O CEO da Meta, Mark Zuckerberg, informou em um memorando enviado aos funcionários na quarta-feira (20) que a decisão de demitir oito mil trabalhadores foi tomada diante da intensa concorrência no campo da inteligência artificial (IA) e da percepção de que o êxito da empresa não está assegurado.

Segundo o documento, que foi visto pela CNBC, Zuckerberg destacou a importância da IA como tecnologia central e afirmou que as companhias que liderarem esse setor definirão a próxima geração de produtos e serviços. O memorando foi reportado inicialmente pelo The New York Times. A Meta informou que declina de comentar o caso.

Detalhes dos cortes e remanejamentos

As dispensas correspondem a cerca de 10% da força de trabalho da empresa. Em abril, a companhia já havia alertado os funcionários sobre uma grande rodada de cortes prevista para o mês seguinte e decidiu cancelar o preenchimento de aproximadamente seis mil vagas abertas.

Na comunicação anterior, a Meta explicou que os cortes visavam compensar investimentos em áreas prioritárias, entre elas a IA. Além das demissões, uma fonte anônima disse que cerca de sete mil funcionários serão realocados para novas funções com foco em inteligência artificial.

Fontes consultadas pela CNBC indicaram que equipes relacionadas à infraestrutura de IA, modelos fundamentais e monetização de IA devem ficar protegidas nesta rodada de cortes.

No memorando, Zuckerberg manifestou pesar pela saída dos funcionários afetados e agradeceu o trabalho desempenhado por aqueles que estavam deixando a empresa.

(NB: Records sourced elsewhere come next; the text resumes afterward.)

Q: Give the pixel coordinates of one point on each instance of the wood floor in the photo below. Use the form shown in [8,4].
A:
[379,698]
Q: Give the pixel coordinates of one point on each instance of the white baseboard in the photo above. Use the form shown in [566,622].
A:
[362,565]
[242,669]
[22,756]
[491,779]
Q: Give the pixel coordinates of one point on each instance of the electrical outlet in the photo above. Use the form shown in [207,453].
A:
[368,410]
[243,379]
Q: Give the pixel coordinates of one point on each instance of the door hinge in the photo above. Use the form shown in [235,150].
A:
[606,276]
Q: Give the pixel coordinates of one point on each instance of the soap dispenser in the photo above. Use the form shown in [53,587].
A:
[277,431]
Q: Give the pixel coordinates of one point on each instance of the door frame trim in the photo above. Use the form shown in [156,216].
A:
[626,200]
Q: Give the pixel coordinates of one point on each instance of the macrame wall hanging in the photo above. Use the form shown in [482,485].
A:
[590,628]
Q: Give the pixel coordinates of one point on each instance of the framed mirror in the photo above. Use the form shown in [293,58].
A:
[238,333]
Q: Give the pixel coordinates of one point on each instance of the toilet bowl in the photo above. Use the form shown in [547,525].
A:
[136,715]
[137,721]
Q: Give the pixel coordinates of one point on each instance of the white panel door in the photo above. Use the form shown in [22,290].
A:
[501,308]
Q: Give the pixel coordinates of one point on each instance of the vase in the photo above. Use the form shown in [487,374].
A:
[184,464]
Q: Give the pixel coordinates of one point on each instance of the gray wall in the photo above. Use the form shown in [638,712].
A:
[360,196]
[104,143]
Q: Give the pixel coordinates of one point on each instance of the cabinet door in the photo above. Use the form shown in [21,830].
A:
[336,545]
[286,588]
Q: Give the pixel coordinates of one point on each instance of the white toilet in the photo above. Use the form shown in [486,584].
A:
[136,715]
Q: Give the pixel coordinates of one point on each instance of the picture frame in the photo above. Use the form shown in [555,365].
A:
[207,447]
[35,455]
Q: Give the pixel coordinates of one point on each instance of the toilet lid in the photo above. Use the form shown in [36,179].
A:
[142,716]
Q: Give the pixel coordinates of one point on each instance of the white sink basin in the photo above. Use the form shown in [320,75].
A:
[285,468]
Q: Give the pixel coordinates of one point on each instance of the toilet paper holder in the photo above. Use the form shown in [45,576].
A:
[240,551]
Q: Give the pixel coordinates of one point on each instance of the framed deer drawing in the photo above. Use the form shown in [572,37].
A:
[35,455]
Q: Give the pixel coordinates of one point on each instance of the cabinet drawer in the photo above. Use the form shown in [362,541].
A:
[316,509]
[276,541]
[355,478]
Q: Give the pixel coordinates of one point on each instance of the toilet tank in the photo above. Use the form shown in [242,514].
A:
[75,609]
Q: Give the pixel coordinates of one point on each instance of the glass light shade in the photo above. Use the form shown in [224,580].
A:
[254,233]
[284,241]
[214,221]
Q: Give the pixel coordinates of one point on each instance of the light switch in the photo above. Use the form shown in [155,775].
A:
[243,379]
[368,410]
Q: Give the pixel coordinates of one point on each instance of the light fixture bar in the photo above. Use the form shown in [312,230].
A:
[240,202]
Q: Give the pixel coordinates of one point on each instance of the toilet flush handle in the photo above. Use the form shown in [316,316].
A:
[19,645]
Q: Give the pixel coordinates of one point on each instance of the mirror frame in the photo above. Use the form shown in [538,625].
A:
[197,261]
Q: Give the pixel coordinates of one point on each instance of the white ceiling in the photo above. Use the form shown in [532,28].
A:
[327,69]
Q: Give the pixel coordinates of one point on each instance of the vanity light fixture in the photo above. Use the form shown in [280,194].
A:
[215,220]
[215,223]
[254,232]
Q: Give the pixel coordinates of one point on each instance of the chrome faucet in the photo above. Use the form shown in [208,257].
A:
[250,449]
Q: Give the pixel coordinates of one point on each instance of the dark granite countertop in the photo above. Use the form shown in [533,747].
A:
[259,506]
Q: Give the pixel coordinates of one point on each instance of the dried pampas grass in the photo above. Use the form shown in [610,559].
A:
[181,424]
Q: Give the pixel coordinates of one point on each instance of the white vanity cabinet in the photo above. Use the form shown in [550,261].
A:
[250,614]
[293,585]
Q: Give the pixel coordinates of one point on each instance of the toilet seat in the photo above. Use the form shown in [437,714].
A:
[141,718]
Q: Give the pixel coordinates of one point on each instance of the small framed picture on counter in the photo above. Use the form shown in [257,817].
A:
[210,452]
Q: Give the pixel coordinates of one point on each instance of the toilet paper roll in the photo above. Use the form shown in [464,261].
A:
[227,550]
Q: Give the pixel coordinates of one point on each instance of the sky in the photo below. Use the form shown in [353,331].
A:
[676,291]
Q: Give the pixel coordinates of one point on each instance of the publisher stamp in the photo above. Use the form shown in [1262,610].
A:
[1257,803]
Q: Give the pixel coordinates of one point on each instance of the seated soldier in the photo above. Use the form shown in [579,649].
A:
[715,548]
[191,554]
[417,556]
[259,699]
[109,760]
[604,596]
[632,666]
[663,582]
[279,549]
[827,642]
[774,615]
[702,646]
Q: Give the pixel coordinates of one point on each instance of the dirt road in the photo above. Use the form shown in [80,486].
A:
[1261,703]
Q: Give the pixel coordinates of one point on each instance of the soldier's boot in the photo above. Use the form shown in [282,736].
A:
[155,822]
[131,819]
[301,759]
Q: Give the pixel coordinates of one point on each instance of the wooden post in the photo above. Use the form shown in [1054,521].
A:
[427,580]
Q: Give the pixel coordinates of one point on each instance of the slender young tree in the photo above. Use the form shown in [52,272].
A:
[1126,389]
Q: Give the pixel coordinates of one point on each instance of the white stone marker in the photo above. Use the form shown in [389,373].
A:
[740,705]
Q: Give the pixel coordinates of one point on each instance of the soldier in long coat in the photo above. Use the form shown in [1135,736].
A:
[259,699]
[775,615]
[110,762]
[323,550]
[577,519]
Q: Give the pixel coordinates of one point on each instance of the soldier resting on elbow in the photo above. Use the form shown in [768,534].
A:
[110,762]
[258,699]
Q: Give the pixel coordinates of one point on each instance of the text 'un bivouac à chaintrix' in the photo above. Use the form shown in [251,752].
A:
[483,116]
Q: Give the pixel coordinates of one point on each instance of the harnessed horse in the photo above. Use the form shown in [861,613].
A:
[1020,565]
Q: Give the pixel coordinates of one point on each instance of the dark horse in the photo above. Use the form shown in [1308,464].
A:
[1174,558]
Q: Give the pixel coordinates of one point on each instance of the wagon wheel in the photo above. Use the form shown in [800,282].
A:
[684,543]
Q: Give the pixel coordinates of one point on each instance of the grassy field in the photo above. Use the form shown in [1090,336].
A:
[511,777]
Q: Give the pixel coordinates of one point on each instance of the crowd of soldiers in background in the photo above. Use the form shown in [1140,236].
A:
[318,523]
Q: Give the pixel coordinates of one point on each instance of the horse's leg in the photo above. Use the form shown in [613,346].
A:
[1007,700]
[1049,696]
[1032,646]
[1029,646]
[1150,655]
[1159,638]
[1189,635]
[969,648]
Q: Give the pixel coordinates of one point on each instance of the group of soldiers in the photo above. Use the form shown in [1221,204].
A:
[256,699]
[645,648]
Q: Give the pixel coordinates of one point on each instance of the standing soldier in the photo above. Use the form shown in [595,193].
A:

Clima interno e contexto do setor

Os cortes ocorrem em um momento de elevada ansiedade entre empregados da Meta, que já passaram por outras ondas de demissões ao longo do ano. Fontes disseram à CNBC que outra rodada potencial de cortes pode ocorrer em agosto, com nova ação prevista para o outono nos EUA.

Dados da rede profissional anônima Blind mostraram queda de 25% na avaliação geral da Meta pelos funcionários desde um pico no segundo trimestre de 2024, com a avaliação da cultura da empresa registrando baixa de 39%.

Imagem: Divulgação

Zuckerberg afirmou ainda que os executivos “não esperam” novas demissões em toda a empresa neste ano e reconheceu falhas na clareza das comunicações internas, apontando a necessidade de melhorar esse aspecto.

Em janeiro, a Meta demitiu cerca de mil pessoas na unidade Reality Labs; em março houve outra rodada que afetou centenas de funcionários. Naquele mês, a empresa também anunciou intenção de reduzir o uso de fornecedores terceirizados para moderação de conteúdo em favor de soluções baseadas em IA.

Outras companhias de tecnologia também anunciaram demissões recentes: a Cisco informou que cortará cerca de quatro mil vagas, enquanto a Microsoft declarou em abril planos para oferecer programas de aposentadoria voluntária, com cerca de 7% de seus funcionários nos EUA elegíveis, segundo fonte.

Os anúncios refletem uma reorientação de investimentos no setor para áreas consideradas estratégicas na era da inteligência artificial.